Cavs won, end of story. No one cared about last year's narrative of us missing guys, no one is going to care about what happened during the series other than we won after being down 3-1.
Not directing this at you, but comparing what happened to us last year and the Warriors this year is a
false equivalency.
I don't mean to get off on a rant here, but ...
Kevin Love struggled at times in the 2016 series, but he is still fundamentally vital to the way our team is structured. Even if he isn't hitting shots, when he is not on the court, it makes the others easier to guard ... especially when his minutes are being divided between James Jones and Shawn Marion.
Love's ability to spread the floor and still be a bull on the glass cannot be replicated. Toss in his other assets like very good vision/ability to keep the ball moving and that alone was a massive loss for an entire seven game series. Just like what happened in 2016, if he would have played in 2015, he would have had his spotlight moments. And, the rest of the time, he'd be quietly playing his role and making things easier for our other guys.
I would argue that Love would have been even more important last year, because the Warriors didn't really figure out the "lineup of death" thing that gave him so many problems until we were up 2-1. It was a desperation maneuver that, luckily for Kerr, worked out far better than he ever dreamed.
But, prior to that, when they were more of a conventional lineup, Love would have had a much easier time playing against them.
We missed out on all of it and there was not even a semi-suitable replacement.
Then there was Kyrie Irving. As we saw in 2016, he is completely indispensable and, with his injury (missing 6+ games in the series), it meant the end of any real chance we may have had with just Love out of the series. Delly did an admirable job, but he isn't close to Kyrie Irving, isn't used to being leaned on for heavy minutes and we had no backup point guard to help replicate the things that he would bring the team off the bench.

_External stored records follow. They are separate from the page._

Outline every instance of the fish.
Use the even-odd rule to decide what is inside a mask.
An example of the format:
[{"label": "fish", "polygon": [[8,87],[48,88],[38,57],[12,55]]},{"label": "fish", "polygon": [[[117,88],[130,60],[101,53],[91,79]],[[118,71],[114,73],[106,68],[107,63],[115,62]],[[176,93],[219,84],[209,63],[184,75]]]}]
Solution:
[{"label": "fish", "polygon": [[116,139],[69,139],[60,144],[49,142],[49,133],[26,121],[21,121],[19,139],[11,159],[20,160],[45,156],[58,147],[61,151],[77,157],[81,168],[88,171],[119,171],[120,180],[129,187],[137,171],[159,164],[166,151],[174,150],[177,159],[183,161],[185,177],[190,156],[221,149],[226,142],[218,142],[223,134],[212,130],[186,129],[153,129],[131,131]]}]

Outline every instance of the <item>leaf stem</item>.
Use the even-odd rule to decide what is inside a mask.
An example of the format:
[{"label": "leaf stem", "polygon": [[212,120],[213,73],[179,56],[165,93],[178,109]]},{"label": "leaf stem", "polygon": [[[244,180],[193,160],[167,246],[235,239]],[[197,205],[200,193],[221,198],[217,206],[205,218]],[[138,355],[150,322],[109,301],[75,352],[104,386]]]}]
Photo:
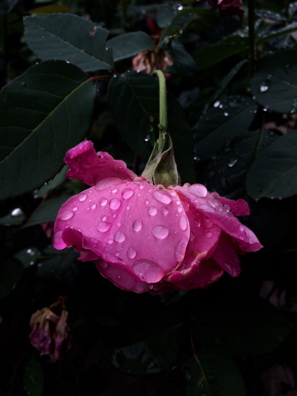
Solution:
[{"label": "leaf stem", "polygon": [[160,70],[155,70],[152,74],[156,74],[159,79],[159,123],[162,127],[159,132],[158,151],[160,151],[162,147],[164,132],[167,130],[167,92],[166,81],[163,72]]},{"label": "leaf stem", "polygon": [[249,77],[253,77],[255,68],[255,0],[248,0]]}]

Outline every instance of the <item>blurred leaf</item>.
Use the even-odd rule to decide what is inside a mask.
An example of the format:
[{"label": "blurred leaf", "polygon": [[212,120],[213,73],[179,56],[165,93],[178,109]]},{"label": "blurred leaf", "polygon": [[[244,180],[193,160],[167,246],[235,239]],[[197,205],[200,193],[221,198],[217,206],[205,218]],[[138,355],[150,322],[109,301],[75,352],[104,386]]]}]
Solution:
[{"label": "blurred leaf", "polygon": [[24,373],[24,389],[28,396],[41,396],[44,381],[41,365],[32,354],[26,364]]},{"label": "blurred leaf", "polygon": [[0,264],[0,299],[8,295],[21,280],[23,268],[16,259],[11,259]]},{"label": "blurred leaf", "polygon": [[15,254],[13,257],[23,264],[24,268],[27,268],[35,263],[40,252],[36,248],[24,249]]},{"label": "blurred leaf", "polygon": [[88,76],[61,61],[35,65],[2,89],[0,199],[32,191],[59,171],[83,139],[95,95]]},{"label": "blurred leaf", "polygon": [[246,51],[249,48],[248,38],[235,34],[226,37],[212,46],[202,48],[193,55],[197,65],[197,71],[219,63],[236,53]]},{"label": "blurred leaf", "polygon": [[133,56],[144,51],[154,49],[152,39],[144,32],[126,33],[110,39],[106,47],[112,50],[114,62]]},{"label": "blurred leaf", "polygon": [[279,51],[258,61],[251,89],[262,106],[280,113],[297,111],[297,50]]},{"label": "blurred leaf", "polygon": [[181,330],[178,324],[127,346],[110,345],[104,354],[115,367],[128,374],[159,373],[178,357]]},{"label": "blurred leaf", "polygon": [[207,159],[228,141],[246,132],[257,108],[254,101],[245,96],[229,96],[216,102],[194,127],[196,156]]},{"label": "blurred leaf", "polygon": [[106,49],[106,29],[70,14],[24,18],[25,36],[30,49],[42,60],[59,59],[85,72],[111,69],[112,51]]},{"label": "blurred leaf", "polygon": [[260,153],[248,174],[246,188],[256,200],[297,194],[297,131],[282,136]]},{"label": "blurred leaf", "polygon": [[214,305],[210,302],[197,310],[193,322],[193,337],[203,345],[219,345],[238,355],[267,353],[285,340],[292,327],[260,297],[222,297]]},{"label": "blurred leaf", "polygon": [[202,348],[185,362],[188,380],[185,396],[245,396],[244,381],[236,363],[218,348]]},{"label": "blurred leaf", "polygon": [[[109,83],[108,97],[114,119],[123,137],[147,162],[152,146],[145,138],[150,133],[150,127],[155,127],[158,123],[158,80],[142,72],[118,74]],[[192,133],[181,108],[173,95],[168,95],[168,131],[177,170],[185,182],[192,182],[194,178]]]},{"label": "blurred leaf", "polygon": [[177,39],[171,42],[171,55],[173,64],[167,66],[166,71],[181,76],[194,76],[197,65],[185,47]]},{"label": "blurred leaf", "polygon": [[63,4],[50,4],[33,8],[29,12],[30,14],[39,14],[41,15],[53,14],[55,12],[70,13],[70,7]]},{"label": "blurred leaf", "polygon": [[71,196],[72,195],[62,195],[45,201],[32,213],[25,227],[55,221],[60,208]]},{"label": "blurred leaf", "polygon": [[55,177],[51,179],[48,183],[46,183],[39,190],[33,191],[34,198],[45,198],[52,190],[59,186],[66,179],[65,175],[68,169],[68,166],[65,165],[61,172],[57,173]]}]

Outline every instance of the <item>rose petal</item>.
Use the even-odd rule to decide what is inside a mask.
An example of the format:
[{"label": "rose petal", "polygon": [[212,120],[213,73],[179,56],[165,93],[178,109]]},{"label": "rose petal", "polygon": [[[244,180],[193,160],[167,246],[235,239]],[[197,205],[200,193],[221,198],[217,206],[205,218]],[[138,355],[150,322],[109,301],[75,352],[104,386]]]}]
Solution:
[{"label": "rose petal", "polygon": [[107,152],[97,153],[92,142],[86,141],[69,150],[64,162],[69,165],[66,176],[69,179],[78,179],[86,184],[93,186],[108,177],[118,177],[131,180],[136,176],[127,169],[125,163],[114,160]]}]

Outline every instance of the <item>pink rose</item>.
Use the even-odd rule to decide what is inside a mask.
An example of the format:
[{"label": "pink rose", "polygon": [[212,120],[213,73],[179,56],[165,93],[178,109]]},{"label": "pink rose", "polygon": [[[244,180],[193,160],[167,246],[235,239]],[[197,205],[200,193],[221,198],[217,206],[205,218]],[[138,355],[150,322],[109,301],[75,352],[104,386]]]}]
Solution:
[{"label": "pink rose", "polygon": [[91,187],[62,205],[53,244],[72,246],[124,290],[162,293],[205,287],[240,271],[238,253],[262,246],[235,216],[247,203],[211,194],[201,184],[150,184],[90,141],[69,150],[67,176]]},{"label": "pink rose", "polygon": [[70,329],[67,325],[68,312],[64,303],[66,297],[59,297],[49,307],[38,310],[30,319],[32,329],[30,342],[40,356],[49,355],[53,362],[59,360],[63,351],[70,349]]}]

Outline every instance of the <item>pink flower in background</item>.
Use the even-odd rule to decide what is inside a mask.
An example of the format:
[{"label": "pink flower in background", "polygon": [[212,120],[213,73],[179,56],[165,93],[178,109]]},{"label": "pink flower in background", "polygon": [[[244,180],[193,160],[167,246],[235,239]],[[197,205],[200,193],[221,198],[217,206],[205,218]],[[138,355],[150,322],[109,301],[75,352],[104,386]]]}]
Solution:
[{"label": "pink flower in background", "polygon": [[73,246],[124,290],[162,293],[203,288],[240,272],[238,253],[262,246],[235,216],[244,200],[211,194],[201,184],[150,184],[84,141],[69,150],[67,176],[91,186],[62,205],[53,244]]},{"label": "pink flower in background", "polygon": [[64,303],[66,298],[59,297],[56,303],[38,310],[30,319],[30,342],[40,356],[49,355],[53,362],[59,360],[63,352],[71,346],[67,323],[68,312]]}]

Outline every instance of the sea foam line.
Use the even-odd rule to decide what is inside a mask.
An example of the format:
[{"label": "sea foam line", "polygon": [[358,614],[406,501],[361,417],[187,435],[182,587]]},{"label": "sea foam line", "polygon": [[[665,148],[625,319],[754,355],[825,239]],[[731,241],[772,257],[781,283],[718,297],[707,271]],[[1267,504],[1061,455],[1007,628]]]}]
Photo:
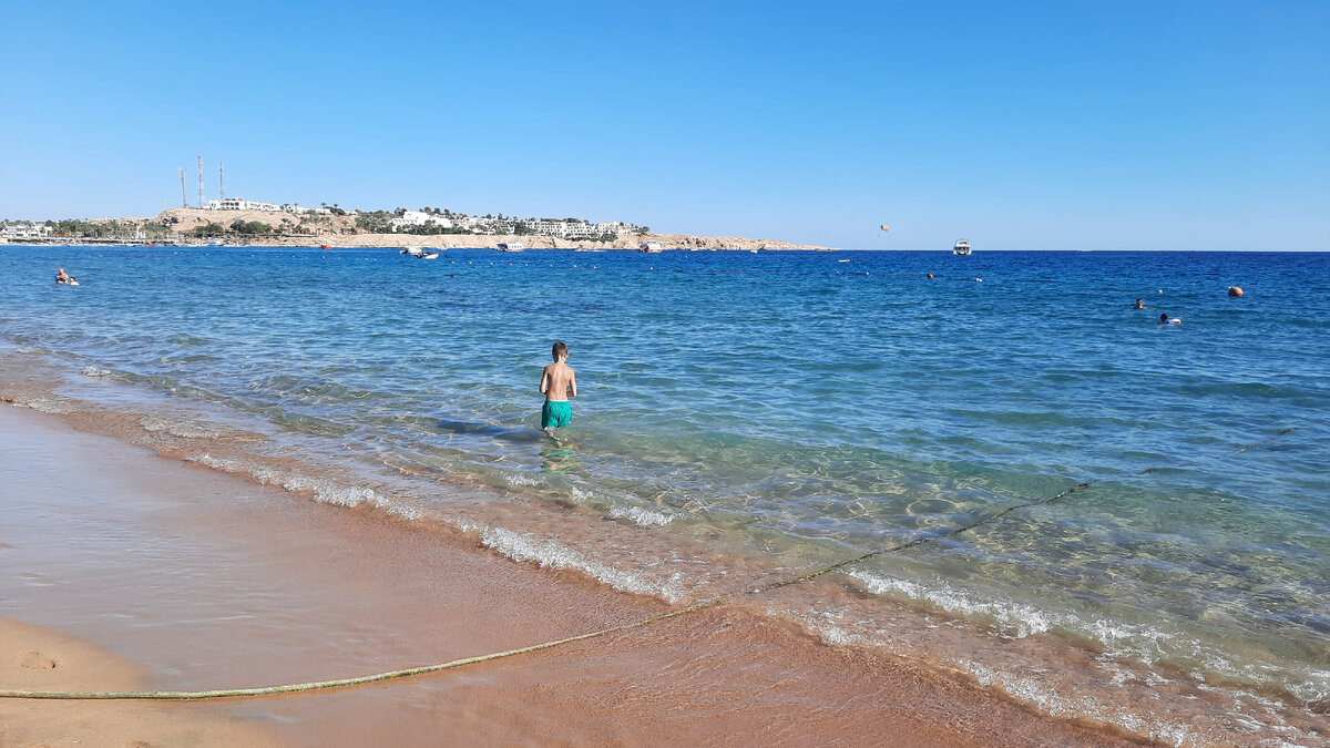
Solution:
[{"label": "sea foam line", "polygon": [[189,455],[185,459],[202,466],[225,472],[238,472],[250,475],[266,486],[281,486],[287,491],[310,491],[314,500],[326,504],[355,507],[370,504],[387,511],[390,515],[403,519],[420,519],[424,512],[419,507],[394,502],[392,499],[364,486],[339,486],[331,480],[310,478],[299,472],[278,470],[263,465],[254,465],[231,458],[218,458],[207,453]]}]

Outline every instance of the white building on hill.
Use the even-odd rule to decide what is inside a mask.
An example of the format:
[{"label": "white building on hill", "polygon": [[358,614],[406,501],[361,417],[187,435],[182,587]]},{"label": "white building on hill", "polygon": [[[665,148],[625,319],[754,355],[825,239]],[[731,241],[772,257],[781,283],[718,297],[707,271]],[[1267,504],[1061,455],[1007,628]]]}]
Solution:
[{"label": "white building on hill", "polygon": [[426,213],[423,210],[407,210],[388,221],[394,232],[400,232],[406,228],[424,226],[426,224],[434,224],[440,229],[451,229],[452,221],[444,218],[443,216],[435,216],[434,213]]},{"label": "white building on hill", "polygon": [[13,224],[4,228],[7,240],[41,240],[51,236],[51,226],[45,224]]},{"label": "white building on hill", "polygon": [[209,200],[209,210],[269,210],[277,213],[282,210],[281,205],[274,202],[258,202],[254,200],[245,200],[243,197],[227,197],[226,200]]}]

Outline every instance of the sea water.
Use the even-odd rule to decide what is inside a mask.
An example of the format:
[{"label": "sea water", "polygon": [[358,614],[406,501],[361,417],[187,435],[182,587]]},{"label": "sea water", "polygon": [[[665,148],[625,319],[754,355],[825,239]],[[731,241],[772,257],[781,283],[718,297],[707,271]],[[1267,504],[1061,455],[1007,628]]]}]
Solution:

Throw Iman Shumpert in that injury pile too, and he had been having a very good playoffs up to that point with his pressure defense, ability to create turnovers translating to running opportunities and even a pretty consistent offensive contribution. He was also clearly playing injured with a pulled groin and an ankle (iirc) problem.
When people say things are now "even" and "well, we dealt with things last year and they had problems this year," they're completely bailing out the Warriors or attempting to cloud the reality.
The Warriors were as good as they were all season because of their depth. That's the first thing they had going for them this year that we did not last year.
Secondly, the injury problems and missed games weren't even in the same stratosphere.
They lost Green for one game, Bogut for 2 games and Curry was playing at something below 100%, apparently. The Green thing was completely his own doing and that's the price you ought to pay when you have a reckless athlete playing a huge role in your team's destiny. He should have been suspended in the OKC series, but justice finally found him. That is his fault and the Warriors' fault for relying on a guy like that... never once reining him in. Hell, he kicked Kyrie in the waning seconds of Game 7. The guy is flat-out reckless and he is going to seriously hurt someone at some point.
Bogut, while one of maybe 10-12 important cogs in their rotation, is unarguably not one of their most important five guys. He was averaging 11 minutes a game in The Finals prior to his missing the last two.
Curry was out there playing and doing 360 dunks in warmups.
Textbook false equivalency that the national media will no doubt continue to exploit.